April 6, 2017
Many potential FHA borrowers want to know how long they must wait following pre-foreclosure sales in order to successfully apply for a new mortgage. There is a specified “seasoning period” (industry jargon for the amount of required waiting time following pre-foreclosure sales) required of borrowers after a short sale, bankruptcy filing, etc.
The amount of that required waiting time will vary based on a number of factors including lender standards, so borrowers should keep in mind that the FHA loan rules we’re about to mention are only one of the sets of rules that must be followed for such transactions.
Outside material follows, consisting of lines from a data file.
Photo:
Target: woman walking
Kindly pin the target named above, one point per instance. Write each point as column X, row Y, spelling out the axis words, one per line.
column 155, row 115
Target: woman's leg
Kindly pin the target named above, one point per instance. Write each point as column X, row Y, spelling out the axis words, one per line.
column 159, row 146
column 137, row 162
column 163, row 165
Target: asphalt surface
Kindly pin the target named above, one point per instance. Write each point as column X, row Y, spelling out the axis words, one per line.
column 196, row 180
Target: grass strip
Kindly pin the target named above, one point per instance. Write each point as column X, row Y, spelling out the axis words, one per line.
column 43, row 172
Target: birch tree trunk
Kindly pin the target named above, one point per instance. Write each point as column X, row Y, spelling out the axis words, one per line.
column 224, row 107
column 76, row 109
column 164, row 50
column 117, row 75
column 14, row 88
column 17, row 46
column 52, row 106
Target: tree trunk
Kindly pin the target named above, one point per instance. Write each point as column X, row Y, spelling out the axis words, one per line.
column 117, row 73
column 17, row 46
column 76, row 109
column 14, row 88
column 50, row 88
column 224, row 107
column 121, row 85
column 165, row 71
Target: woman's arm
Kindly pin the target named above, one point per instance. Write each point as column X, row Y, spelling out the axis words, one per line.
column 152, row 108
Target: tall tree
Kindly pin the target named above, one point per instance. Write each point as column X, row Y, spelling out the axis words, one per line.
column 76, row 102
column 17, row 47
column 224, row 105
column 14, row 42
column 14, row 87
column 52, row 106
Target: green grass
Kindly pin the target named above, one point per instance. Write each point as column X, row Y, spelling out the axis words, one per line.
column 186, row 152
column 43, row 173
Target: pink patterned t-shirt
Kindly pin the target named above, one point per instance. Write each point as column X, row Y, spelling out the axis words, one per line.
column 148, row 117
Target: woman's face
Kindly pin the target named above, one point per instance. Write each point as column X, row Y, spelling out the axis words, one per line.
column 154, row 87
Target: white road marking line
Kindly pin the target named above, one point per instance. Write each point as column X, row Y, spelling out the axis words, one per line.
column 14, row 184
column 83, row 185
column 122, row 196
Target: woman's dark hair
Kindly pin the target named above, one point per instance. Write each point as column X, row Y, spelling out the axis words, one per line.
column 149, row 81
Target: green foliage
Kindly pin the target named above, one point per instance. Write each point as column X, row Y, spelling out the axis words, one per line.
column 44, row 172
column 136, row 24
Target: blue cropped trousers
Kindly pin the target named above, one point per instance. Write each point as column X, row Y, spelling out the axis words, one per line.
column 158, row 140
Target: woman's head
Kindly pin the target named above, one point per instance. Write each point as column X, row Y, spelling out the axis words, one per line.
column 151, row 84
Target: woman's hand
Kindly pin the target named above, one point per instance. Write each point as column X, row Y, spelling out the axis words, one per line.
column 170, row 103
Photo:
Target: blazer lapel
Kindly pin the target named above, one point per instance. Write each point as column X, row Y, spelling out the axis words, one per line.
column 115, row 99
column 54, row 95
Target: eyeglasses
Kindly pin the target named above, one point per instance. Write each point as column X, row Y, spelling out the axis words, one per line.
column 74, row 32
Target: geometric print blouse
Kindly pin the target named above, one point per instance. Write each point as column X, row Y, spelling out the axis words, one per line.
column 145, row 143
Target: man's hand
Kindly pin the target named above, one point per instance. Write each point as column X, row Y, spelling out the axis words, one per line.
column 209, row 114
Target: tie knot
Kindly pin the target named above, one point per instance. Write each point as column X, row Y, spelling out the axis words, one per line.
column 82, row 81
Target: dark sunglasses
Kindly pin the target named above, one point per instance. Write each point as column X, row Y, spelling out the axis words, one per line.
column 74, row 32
That said, HUD 4000.1 instructs the lender on how to proceed in these cases, beginning with a definition of pre-foreclosure sales:
“Pre-Foreclosure Sales, also known as Short Sales, refer to the sales of real estate that generate proceeds that are less than the amount owed on the Property and the lien holders agree to release their liens and forgive the deficiency balance on the real estate.”
FHA loan rules are quite specific in this area, stating, “A Borrower is generally not eligible for a new FHA-insured Mortgage if they relinquished a Property through a Short Sale within three years from the date of case number assignment. This three-year period begins on the date of transfer of title by Short Sale.”
Naturally, there are some exceptions permitted for those who meet the FHA criteria as described below:
“A Borrower is considered eligible for a new FHA-insured Mortgage if, from the date of case number assignment for the new Mortgage all Mortgage Payments on the prior Mortgage were made within the month due for the 12-month period preceding the Short Sale; and installment debt payments for the same time period were also made within the month due.”
The FHA also lists exceptions based on a review of the circumstances behind the pre-foreclosure sale or short sale:
“The Mortgagee may grant an exception to the three-year requirement if the Short Sale was the result of documented extenuating circumstances that were beyond the control of the Borrower, such as a serious illness or death of a wage earner, and the Borrower has re-established good credit since the Short Sale.”
Lender standards will apply so it is best to discuss your specific needs with a loan officer to see what may be possible.